If the continents were really once joined together at one time, with matching geological features, Alfred Wegener believed that there would be matching plants and animals on either sides of matching continents. To check this hypothesis, Alfred Wegener turned to the fossil record. It revealed that identical fossilized plant and animal species have been found in many different places, on different continents. It suggested that they evolved together as the continents were together and after the split, evolved separately.
To help support the understanding of fossil distribution, biologists contribute by giving further evidence explaining how some animals come from a common ancestor but evolved into various types resulting from differences in their environment, which ties in with the theory of evolution.

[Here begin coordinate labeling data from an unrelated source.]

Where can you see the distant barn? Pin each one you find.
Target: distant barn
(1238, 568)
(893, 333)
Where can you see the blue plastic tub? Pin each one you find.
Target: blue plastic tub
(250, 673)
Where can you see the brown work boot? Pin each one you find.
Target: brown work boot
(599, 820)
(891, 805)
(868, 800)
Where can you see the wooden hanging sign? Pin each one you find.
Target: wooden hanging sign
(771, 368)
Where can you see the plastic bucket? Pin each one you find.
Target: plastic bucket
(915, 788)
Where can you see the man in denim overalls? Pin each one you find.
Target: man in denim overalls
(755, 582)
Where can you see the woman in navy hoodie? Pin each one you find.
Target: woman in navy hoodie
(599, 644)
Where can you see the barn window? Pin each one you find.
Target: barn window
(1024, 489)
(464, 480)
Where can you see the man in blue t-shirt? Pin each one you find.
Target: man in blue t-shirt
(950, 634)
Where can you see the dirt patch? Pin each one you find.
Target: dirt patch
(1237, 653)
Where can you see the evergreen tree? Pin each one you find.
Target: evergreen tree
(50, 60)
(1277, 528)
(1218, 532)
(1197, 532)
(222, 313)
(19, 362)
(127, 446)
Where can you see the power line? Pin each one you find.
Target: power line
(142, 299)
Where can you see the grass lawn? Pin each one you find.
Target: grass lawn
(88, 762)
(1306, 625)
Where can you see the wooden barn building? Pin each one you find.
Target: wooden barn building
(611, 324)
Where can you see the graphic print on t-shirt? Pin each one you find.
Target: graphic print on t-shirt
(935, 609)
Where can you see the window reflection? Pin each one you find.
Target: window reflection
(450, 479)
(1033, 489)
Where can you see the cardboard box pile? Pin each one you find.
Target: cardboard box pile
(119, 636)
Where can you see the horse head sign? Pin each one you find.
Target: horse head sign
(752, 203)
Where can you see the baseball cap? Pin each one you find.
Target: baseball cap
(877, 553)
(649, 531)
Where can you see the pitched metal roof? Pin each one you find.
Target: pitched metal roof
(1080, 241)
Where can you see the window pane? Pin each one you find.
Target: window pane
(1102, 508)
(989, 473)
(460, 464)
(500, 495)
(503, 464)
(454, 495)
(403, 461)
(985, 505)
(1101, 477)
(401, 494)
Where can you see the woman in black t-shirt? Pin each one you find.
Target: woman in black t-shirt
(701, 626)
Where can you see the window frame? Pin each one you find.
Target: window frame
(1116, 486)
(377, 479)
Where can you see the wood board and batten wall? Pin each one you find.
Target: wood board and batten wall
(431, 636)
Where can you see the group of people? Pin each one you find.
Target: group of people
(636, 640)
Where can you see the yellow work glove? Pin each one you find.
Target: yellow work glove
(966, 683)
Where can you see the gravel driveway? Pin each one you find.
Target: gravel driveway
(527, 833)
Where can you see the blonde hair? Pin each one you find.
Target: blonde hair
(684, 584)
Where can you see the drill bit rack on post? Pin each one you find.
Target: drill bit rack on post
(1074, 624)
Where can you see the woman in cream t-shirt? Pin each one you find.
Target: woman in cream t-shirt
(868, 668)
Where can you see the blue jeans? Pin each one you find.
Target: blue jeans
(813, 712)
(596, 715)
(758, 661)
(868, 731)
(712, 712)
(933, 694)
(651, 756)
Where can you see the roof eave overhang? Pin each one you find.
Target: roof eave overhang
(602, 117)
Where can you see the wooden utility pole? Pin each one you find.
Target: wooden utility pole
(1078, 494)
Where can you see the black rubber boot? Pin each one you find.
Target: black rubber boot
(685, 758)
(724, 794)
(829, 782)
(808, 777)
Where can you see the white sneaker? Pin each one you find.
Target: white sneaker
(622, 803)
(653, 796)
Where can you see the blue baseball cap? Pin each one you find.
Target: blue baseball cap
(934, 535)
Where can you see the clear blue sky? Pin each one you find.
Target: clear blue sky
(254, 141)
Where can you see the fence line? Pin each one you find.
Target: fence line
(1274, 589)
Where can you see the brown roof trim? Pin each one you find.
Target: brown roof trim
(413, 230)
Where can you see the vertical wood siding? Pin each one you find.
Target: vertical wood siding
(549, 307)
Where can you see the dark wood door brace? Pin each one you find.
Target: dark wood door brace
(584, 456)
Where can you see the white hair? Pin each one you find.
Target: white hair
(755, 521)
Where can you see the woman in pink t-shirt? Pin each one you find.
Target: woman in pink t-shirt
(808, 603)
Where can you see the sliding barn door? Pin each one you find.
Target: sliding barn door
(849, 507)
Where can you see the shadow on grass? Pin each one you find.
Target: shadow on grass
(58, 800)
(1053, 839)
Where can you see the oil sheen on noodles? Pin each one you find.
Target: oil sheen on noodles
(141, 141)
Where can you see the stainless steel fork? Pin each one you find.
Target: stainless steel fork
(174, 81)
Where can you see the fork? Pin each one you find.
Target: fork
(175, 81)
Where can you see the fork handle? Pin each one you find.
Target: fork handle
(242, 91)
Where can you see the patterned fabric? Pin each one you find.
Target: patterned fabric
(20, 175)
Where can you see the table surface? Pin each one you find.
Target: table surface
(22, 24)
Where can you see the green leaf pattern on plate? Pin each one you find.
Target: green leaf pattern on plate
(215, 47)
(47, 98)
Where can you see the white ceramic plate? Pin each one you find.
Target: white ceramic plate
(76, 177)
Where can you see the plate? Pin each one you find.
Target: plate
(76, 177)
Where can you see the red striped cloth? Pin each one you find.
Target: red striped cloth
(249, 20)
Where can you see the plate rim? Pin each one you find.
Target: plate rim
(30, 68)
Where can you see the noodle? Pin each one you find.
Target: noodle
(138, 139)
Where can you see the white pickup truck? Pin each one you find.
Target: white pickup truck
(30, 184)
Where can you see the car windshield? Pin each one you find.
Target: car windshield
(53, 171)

Many of the species that lived at the time are now extinct and so fossils provide the only record to show how they were distributed. The picture below shows that when the continents are fitted together, the distribution of fossils form a continuous pattern just like the matching of geological formations.
By looking at the map, it seems impossible for such similar organisms to exist so far away from each other, unless these life forms once lived all together on a single continent. Wegener stated that these organisms could not have crossed the vast oceans by simply swimming or being carried by wind or water.

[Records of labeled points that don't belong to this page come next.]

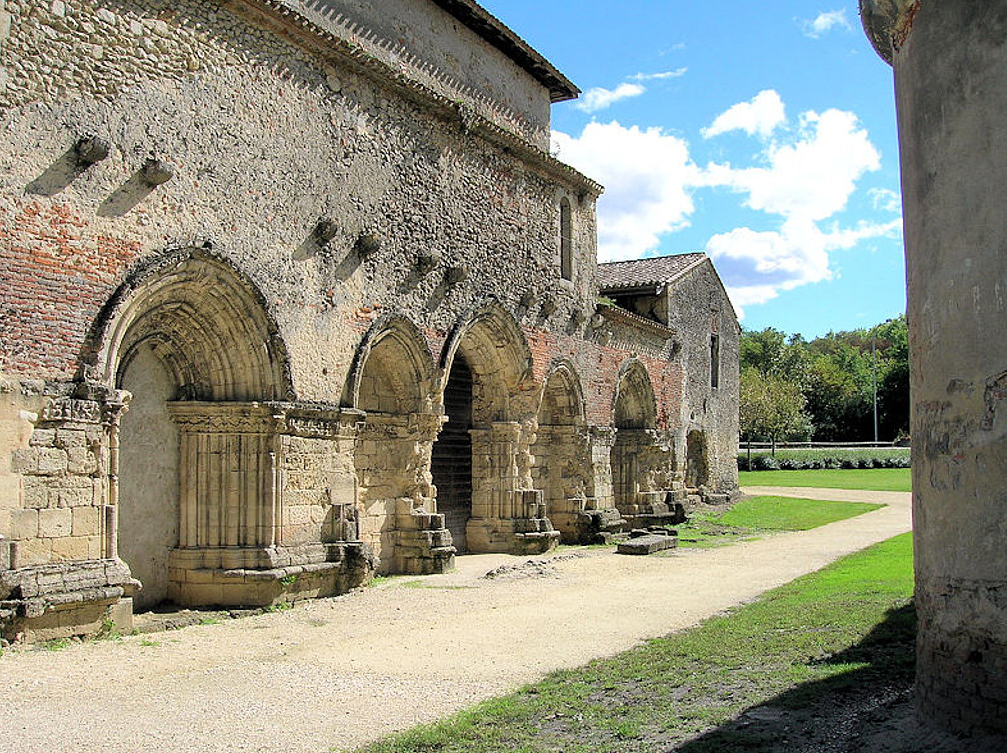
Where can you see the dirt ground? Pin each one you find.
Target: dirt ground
(338, 672)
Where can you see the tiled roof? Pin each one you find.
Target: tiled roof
(645, 273)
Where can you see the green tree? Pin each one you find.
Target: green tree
(770, 408)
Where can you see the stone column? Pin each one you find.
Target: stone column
(951, 66)
(505, 517)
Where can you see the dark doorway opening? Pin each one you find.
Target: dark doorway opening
(451, 459)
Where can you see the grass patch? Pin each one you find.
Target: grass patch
(754, 516)
(824, 634)
(875, 479)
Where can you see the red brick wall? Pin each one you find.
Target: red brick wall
(54, 276)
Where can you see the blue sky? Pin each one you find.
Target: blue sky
(760, 133)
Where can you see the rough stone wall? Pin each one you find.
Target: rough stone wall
(445, 54)
(63, 494)
(221, 99)
(950, 63)
(698, 309)
(435, 217)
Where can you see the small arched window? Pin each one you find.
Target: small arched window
(566, 240)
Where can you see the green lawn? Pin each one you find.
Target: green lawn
(847, 628)
(754, 516)
(876, 479)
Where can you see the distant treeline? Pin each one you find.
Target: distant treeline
(824, 389)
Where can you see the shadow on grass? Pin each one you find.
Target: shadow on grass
(867, 709)
(835, 713)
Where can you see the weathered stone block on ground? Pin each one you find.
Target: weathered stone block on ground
(646, 543)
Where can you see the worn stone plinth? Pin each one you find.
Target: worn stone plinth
(424, 545)
(590, 525)
(342, 567)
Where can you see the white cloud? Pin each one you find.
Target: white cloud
(811, 178)
(760, 265)
(597, 98)
(646, 174)
(803, 177)
(825, 22)
(761, 115)
(885, 200)
(677, 73)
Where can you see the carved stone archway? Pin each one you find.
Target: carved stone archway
(259, 512)
(507, 513)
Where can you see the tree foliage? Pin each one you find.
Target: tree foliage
(770, 408)
(837, 375)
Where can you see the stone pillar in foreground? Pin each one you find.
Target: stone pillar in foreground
(950, 60)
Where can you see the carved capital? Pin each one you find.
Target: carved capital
(887, 23)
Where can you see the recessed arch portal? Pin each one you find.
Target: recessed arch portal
(391, 382)
(486, 382)
(188, 330)
(393, 371)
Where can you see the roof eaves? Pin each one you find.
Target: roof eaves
(494, 31)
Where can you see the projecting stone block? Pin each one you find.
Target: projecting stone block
(54, 523)
(24, 523)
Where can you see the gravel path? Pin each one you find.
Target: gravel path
(338, 672)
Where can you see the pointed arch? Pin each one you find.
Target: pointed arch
(393, 370)
(561, 453)
(562, 399)
(634, 406)
(494, 348)
(206, 323)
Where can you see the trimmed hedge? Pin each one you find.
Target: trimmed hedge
(789, 459)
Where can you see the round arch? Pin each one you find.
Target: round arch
(634, 406)
(204, 321)
(494, 348)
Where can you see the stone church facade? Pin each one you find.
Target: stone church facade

An example is the ancient fern Glossopteris. Many believed the seeds of this plant had been carried by wind or water across the continents. However, the seeds of Glossopteris were large and heavy and therefore it was unlikely they could be carried far, let alone whole landmasses.
Some geologists had suggested that land bridges once linked continents, enabling animals to travel back and forth between the separated continents. The idea of land bridges to me, would be a logical reason to explain why similar fossils are being found on different landmasses. Most scientists believed that after the lowering of sea level during an ice age, it allowed animals to cross the narrow Bering Strait between Asia and North America. To prove land bridges still exist, pieces of its remains should still lie below sea level. However, no signs of any land bridges have ever been found in the Atlantic Ocean.
The video helps illustrate  the change in sea level from the peak of the last ice age to the present.
The evidence of fossil distribution and cross-geological formations were major discoveries that contributed to my understanding of continental shapes and how the continents were once joined together.